Most polls suggest that the centre-right coalition will win today's election in Sweden. If this happens, it will confirm that successful policy doesn't help win elections: the SAP managed to pay down the colossal deficit left by the right in the early 1990s, reform the welfare state and push unemployment down, all whilst remaining one of the most egalitarian countries in the world (although there was a significant rise in inequality, from a very low level). Then the right comes along and pushes the same line of policy a little further, and manages to convince everyone they have dragged Sweden out of the abyss.
This suggests a number of pessimistic conclusions for those on the left. First, successful policy may be either disregarded by an ungrateful electorate, or simply misunderstood. After all, if political scientists and economists have such trouble pinning down the exact effects of policy changes, why should we expect the electorate to assign blame and credit correctly at election time?
Second, saving the welfare state is no guarantee of electoral success. First, because the right is clever at talking about reform whilst steering clear of unpopular measures that median voters would object to (Sarkozy seems to be an exception here, though he seems to be playing the distraction card to get his pension reform through).

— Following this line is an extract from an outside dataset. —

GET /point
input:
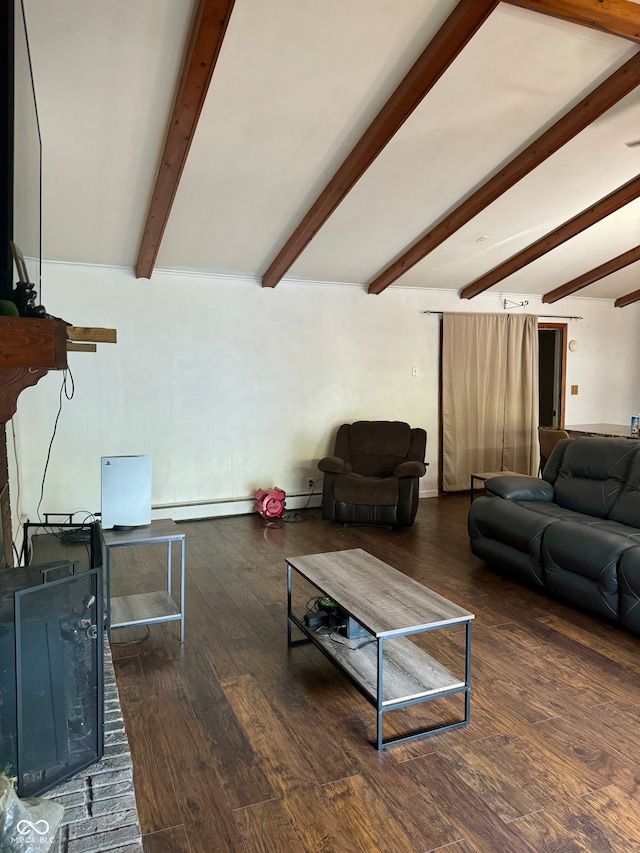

Also because voters are not always very aware of the indirect costs of welfare reforms that may not affect the middle classes directly, but indirectly get them in the end (see Wilkinson and Pickett's The Spirit Level for further details).
The left is trapped in a dilemma between stubbornly defending social rights, even when this is economically inefficient, and embracing the market at the expense of higher inequality. Is this really the only choice we have?